PolicyBrief
S. 2108
119th CongressJun 18th 2025
VARIANCE Act
IN COMMITTEE

The VARIANCE Act allows commercial trucks carrying defined dry bulk goods to exceed standard single-axle weight limits by up to 110 percent of the federal maximum.

Pete Ricketts
R

Pete Ricketts

Senator

NE

LEGISLATION

VARIANCE Act Allows 10% Higher Truck Axle Weights for Bulk Goods: Efficiency Boost vs. Road Damage Trade-Off

The VARIANCE Act, short for the Vehicle Axle Redistribution Increases Allow New Capacities for Efficiency Act, takes aim at the federal rules governing how much weight commercial trucks can put on the road. Specifically, Section 2 of this bill changes the math for trucks hauling "dry bulk goods"—think grain, certain construction materials, or other homogeneous, unpackaged, non-liquid cargo carried in specialized trailers.

The Axle Weight Bump

Under current federal law, there are strict limits on how much weight can rest on any single axle or group of axles of a commercial truck. This bill keeps the overall maximum weight limit for the entire vehicle in place, but it allows the weight on individual axles to climb up to 110 percent of the standard maximum specified in federal code (Section 127 of title 23, U.S. Code). This 10 percent bump is intended to make hauling dry bulk goods more efficient, allowing trucks to maximize their capacity within the overall weight limit. For the trucking companies and the industries that ship these commodities—like agriculture or mining—this means potentially fewer trips to move the same amount of material, which translates directly to lower operational costs.

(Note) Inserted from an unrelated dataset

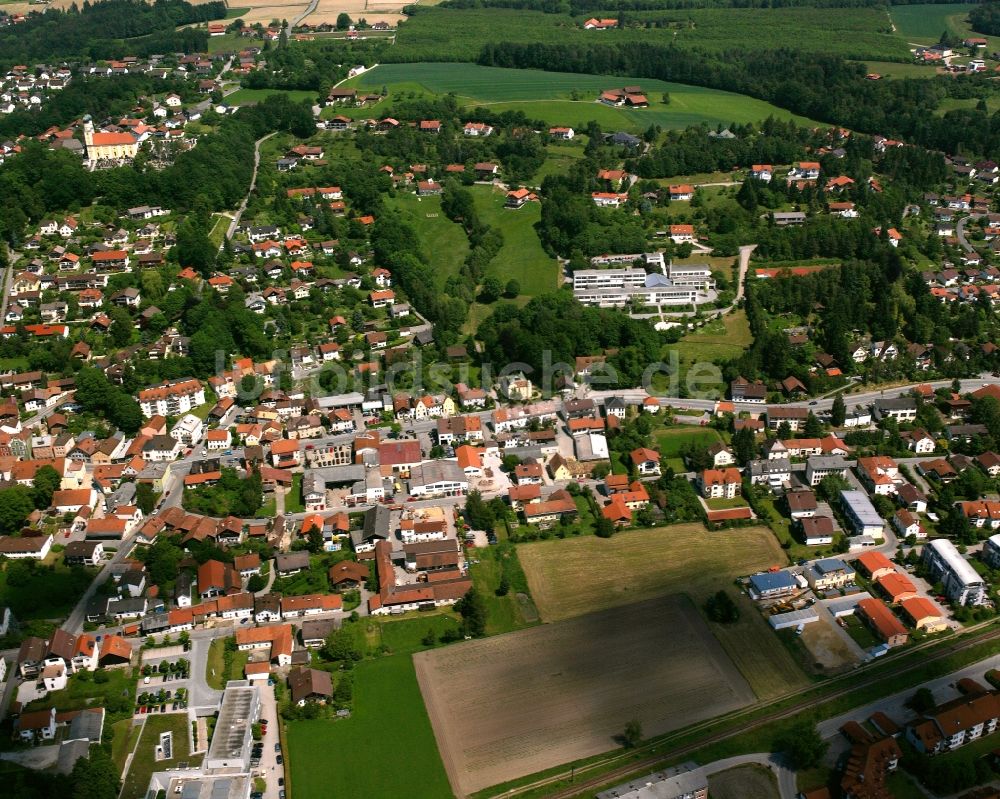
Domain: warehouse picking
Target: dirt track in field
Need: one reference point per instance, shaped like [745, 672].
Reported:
[516, 704]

The Trade-Off: Efficiency vs. Infrastructure

This is where the rubber meets the road, literally. While the bill offers a clear efficiency gain for shippers, the trade-off is the increased stress on public infrastructure. Axle weight is the primary factor in road and bridge wear and tear; a small increase in weight can lead to a disproportionately large increase in damage. State and local departments of transportation, who are already struggling to maintain aging roads, might face accelerated deterioration of pavement and bridges due to these heavier axle loads. If you drive on state or county roads for your commute or business, you might eventually see the practical effect of this in the form of more potholes and a greater need for costly repairs, which are ultimately funded by taxpayers.

Who Benefits and Who Pays?

The bill is very specific about the cargo—it only applies to "dry bulk goods" that are homogeneous and unpackaged. This limits the scope but provides a clear benefit to companies that specialize in transporting things like sand, gravel, or feed. For example, a farmer or a construction company relying on these deliveries could see slightly lower shipping costs because the carrier can haul more per trip. However, the cost of the increased wear and tear on the infrastructure is essentially passed on to the public through taxes and fees used to fund road maintenance. It’s an exchange: private sector efficiency now, public infrastructure maintenance later. It also creates a potential implementation headache, as the bill specifies the 110% allowance includes any standard enforcement tolerance, which could make roadside enforcement complicated if the existing tolerance isn't standardized or clearly defined.